Menurut Yudi, teknologi ini mampu memantau pergerakan pesawat ketika sedang melakukan approach pendaratan, saat mendarat, maupun ketika bergerak di sekitar terminal. Radar ADS-B juga mampu memantau kendaraan bergerak lainnya di bandara, sehingga kejadian tabrakan pesawat bisa dihindari.
Sistem ADS-B yang dikembangkan BPPT sasarannya digunakan untuk fase penerbangan dibawah ketinggian 29.000 kaki. Karena di atas 29.000 kaki sudah ada ADS-B yang dibeli dari negara lain. Penggunaan yang lebih luas nanti adalah di level ke bawah hingga di bandara. “Semua jenis kendaraan yang ada di bandara juga akan dipantau pergerakannya,” lanjut Yudi.
Yudi menerangkan, konsep sistem ADS-B dikembangkan BPPT dalam kurun waktu 2006-2007. Kemudian dilakukan pembuatan prototipe sistem ADS-B dilakukan pada 2007-2014. Pada proses industrialisasi modul ADS-B Receiver pada 2015 menghasilkan ADS-B Receiver BPPT-INTI.

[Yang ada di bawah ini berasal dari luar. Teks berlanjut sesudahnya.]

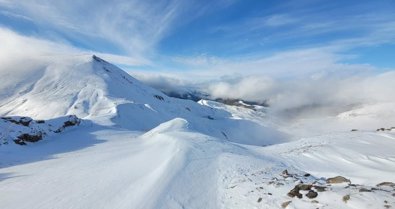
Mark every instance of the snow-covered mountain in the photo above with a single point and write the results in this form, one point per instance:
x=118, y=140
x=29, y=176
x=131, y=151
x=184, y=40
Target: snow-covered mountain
x=96, y=90
x=135, y=147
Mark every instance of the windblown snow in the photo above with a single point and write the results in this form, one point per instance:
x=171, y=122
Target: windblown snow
x=134, y=147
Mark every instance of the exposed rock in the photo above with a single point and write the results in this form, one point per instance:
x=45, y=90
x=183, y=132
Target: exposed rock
x=320, y=188
x=311, y=194
x=159, y=97
x=386, y=183
x=285, y=204
x=304, y=187
x=346, y=198
x=295, y=192
x=29, y=138
x=337, y=180
x=364, y=190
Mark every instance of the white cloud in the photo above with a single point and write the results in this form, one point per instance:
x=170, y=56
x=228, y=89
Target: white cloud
x=18, y=50
x=134, y=26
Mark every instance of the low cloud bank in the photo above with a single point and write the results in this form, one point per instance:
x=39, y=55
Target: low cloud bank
x=290, y=95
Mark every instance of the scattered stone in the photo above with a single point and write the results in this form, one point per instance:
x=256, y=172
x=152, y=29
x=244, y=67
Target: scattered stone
x=285, y=204
x=346, y=198
x=364, y=190
x=386, y=183
x=337, y=180
x=311, y=194
x=320, y=188
x=29, y=138
x=295, y=192
x=159, y=97
x=304, y=187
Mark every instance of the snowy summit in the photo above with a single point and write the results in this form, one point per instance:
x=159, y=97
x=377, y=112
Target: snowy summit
x=223, y=104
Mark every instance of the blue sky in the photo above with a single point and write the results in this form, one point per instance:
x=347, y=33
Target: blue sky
x=217, y=37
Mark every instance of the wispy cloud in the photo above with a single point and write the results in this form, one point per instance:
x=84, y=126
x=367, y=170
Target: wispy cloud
x=132, y=26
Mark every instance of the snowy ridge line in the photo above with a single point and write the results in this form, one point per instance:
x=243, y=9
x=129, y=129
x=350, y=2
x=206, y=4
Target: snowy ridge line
x=24, y=130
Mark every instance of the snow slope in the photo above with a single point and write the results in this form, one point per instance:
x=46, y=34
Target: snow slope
x=143, y=149
x=96, y=90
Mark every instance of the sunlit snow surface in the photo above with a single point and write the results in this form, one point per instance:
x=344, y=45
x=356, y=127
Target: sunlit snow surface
x=141, y=149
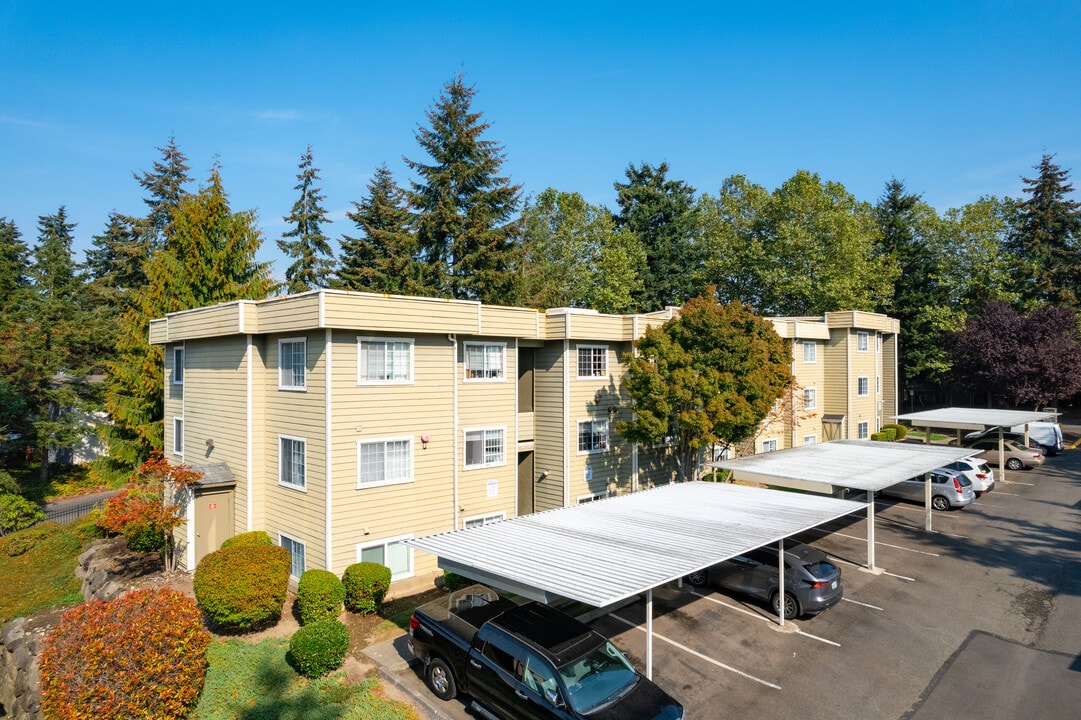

Saat ini BPPT tengah berupaya agar receiver ADS-B mendapat sertifikasi dan memenuhi standar internasional. Tahun 2017, BPPT mentargetkan ADS-B dapat memantau semua kendaraan yang ada di bandara. Sementara, uji operasional ADS-B BPPT telah dilakukan di Bandara Semarang sejak 2012 dan Bandung sejak 2014. Selama uji operasional tersebut, Airnav Indonesia menyatakan manfaat dan kehandalan perangkat ADS-B BPPT.
Dalam persiapan proses sertifikasi, BPPT bekerjasama dengan PT INTI telah melakukan uji laboratorium. Hasilnya, deviasi akurasi posisi pesawat meleset 3 meter, masih memenuhi syarat karena toleransi standarnya 8 meter. ADS-B bisa mendeteksi pesawat dalam jarak hingga 200 nmi dan ketinggian 33 ribu kaki. ADS-B juga mampu memproses 200 pesawat secara simultan. “Bandara Soeta sebagai bandara tersibuk di Indonesia, jumlah pesawat yang dipantau secara simultan sebanyak 70-80 pesawat,” terang Yudi.
Dalam persiapan sertifikasi selanjutnya, BPPT akan melakukan uji trial lapangan di 6-7 bandara Papua selama 3 bulan (setara dengan persyaratan 13.000-15.000 jam). BPPT juga akan melakukan integrasi ADS-B Receiver BPPT-INTI ke Testbed E-JAATS milik Airnav selama 2 bulan. Selain itu akan dilakukan uji laboratorium untuk mensimulasikan apakah dalam kondisi cuaca ekstrim, sistem ADS-B masih berfungsi.
Yudi berharap teknologi ini siap diaplikasikan setelah sertifikasi dan ada industri nasional yang mau melakukan komersialisasi. Ia juga berharap dukungan semua pihak dan pemangku kebijakan khususnya dalam hal regulasi. “Semoga teknologi navigasi udara karya anak bangsa ini segera menjadi solusi bagi dunia aviasi nasional,” pungkas Yudi.